Mel Brooks: O centenário de um gênio que provou que rir é a maior forma de resistência
Aos 100 anos, Mel Brooks continua sendo uma figura central no universo da comédia. Sua frase icônica, “rir é o contrário de morrer”, ecoa através de décadas, explicando sua relevância não apenas como cineasta de sucesso, mas como um revolucionário do humor cinematográfico. Brooks conquistou um raro EGOT (Emmy, Grammy, Oscar e Tony) e dirigiu filmes que moldaram o olhar de inúmeros humoristas, consolidando seu lugar na história do cinema.
Recentemente, o American Film Institute (AFI) reposicionou Banzé no Oeste no topo de sua lista de filmes mais engraçados, um gesto simbólico que celebra a importância de sua obra para o gênero. O documentário Mel Brooks: O Homem de 99 Anos, dirigido por Judd Apatow e Michael Bonfiglio, explora essa trajetória, revelando um artista movido pelo afeto e pela paixão em fazer o público rir, mesmo diante de perdas pessoais.
Essa conexão entre comédia e superação tem raízes profundas na vida de Brooks. Sua experiência como engenheiro de combate na Segunda Guerra Mundial o levou a confrontar o horror do nazismo, transformando figuras como Adolf Hitler em alvos de sátira. Como ele mesmo explicou em diversas entrevistas, ridicularizar o ditador era uma forma de reaver o poder do medo, diminuindo o que tentava se impor como monumental.
Essa abordagem se tornou a marca registrada de sua obra, demonstrando que o humor pode desmantelar aquilo que o medo tenta engrandecer.
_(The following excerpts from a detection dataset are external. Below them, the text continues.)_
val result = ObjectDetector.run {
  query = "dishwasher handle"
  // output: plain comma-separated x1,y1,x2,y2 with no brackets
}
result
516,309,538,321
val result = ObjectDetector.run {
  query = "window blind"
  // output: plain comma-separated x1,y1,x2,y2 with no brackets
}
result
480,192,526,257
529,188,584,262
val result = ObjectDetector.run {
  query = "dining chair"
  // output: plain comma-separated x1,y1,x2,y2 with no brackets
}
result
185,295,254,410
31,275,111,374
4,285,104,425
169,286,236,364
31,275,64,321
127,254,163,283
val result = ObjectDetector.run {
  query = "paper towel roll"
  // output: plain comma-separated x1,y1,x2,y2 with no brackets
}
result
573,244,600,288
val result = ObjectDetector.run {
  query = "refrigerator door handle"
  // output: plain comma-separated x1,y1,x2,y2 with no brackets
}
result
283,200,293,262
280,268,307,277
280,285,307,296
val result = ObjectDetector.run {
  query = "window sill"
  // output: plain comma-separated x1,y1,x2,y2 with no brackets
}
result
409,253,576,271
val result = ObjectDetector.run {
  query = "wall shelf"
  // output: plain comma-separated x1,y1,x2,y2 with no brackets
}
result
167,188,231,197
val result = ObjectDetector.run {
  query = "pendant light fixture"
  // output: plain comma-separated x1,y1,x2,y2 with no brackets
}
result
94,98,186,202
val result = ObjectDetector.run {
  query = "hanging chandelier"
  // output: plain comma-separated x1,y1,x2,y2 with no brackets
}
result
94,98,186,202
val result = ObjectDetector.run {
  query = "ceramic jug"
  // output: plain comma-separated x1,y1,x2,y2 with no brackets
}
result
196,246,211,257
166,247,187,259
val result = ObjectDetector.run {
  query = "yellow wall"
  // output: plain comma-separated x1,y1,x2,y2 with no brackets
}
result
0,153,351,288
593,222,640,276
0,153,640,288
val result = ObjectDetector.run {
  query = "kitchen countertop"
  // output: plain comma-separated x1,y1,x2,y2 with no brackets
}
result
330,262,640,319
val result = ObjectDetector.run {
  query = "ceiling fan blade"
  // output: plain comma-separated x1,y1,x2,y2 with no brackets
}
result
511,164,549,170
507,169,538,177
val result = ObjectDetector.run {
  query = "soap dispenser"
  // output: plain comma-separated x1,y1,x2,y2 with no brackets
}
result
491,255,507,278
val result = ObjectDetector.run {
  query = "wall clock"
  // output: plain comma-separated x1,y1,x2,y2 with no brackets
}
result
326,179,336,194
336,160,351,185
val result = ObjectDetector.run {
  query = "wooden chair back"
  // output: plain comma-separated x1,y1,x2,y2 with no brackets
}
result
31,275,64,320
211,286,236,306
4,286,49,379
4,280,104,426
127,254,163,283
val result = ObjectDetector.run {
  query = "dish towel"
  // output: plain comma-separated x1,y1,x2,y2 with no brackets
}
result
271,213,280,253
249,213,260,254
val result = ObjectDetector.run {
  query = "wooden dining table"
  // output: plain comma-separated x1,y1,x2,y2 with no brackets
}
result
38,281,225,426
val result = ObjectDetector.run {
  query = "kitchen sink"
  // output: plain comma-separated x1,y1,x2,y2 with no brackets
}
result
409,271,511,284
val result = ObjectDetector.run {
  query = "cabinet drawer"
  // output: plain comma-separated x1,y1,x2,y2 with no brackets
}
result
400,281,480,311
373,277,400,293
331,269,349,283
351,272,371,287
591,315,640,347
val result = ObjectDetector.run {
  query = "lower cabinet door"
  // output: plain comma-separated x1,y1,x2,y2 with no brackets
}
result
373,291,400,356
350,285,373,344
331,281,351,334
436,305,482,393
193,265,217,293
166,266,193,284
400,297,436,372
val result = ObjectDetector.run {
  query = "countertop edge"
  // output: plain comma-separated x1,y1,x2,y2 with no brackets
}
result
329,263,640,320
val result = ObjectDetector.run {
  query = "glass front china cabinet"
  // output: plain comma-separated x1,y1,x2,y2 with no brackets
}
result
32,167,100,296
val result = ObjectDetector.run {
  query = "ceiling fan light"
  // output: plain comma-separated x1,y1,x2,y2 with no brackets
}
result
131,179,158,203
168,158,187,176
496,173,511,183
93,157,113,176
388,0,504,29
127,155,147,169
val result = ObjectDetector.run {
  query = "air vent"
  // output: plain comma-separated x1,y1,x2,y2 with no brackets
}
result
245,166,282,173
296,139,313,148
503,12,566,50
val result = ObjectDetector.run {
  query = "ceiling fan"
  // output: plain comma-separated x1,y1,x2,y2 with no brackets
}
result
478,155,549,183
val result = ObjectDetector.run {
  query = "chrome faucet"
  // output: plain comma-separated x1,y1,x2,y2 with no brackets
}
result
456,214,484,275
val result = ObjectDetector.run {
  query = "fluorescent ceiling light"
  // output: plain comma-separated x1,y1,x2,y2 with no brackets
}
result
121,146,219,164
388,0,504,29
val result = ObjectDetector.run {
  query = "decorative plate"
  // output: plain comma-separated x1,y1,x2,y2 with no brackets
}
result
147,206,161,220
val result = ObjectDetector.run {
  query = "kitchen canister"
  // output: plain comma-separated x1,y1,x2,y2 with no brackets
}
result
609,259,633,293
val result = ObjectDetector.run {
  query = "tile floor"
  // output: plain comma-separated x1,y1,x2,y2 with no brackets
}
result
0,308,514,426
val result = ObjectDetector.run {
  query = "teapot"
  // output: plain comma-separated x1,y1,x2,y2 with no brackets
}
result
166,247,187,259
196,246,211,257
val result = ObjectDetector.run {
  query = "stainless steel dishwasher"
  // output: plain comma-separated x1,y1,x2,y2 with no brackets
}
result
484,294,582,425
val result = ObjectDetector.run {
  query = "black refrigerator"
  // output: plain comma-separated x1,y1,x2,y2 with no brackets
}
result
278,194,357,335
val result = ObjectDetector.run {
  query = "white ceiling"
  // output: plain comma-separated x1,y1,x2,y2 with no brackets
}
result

Brooks soube conciliar referências culturais sofisticadas com um humor acessível e popular, criando um estilo único que dialoga com a história do cinema, a Broadway e a literatura, ao mesmo tempo em que entrega piadas físicas e trocadilhos memoráveis.
Os Produtores: O início da revolução satírica
O filme Os Produtores (1967), primeiro longa dirigido por Brooks, é um marco. Nele, a ideia de montar um musical chamado “Springtime for Hitler” (Primavera para Hitler) desafiava a própria noção de bom gosto, mas o público o interpretou como uma sátira genial. Essa obra não só rendeu a Brooks o Oscar de Melhor Roteiro Original, mas também estabeleceu um modelo de humor que influenciaria gerações, provando o poder da comédia em desconstruir figuras históricas e ideologias perigosas.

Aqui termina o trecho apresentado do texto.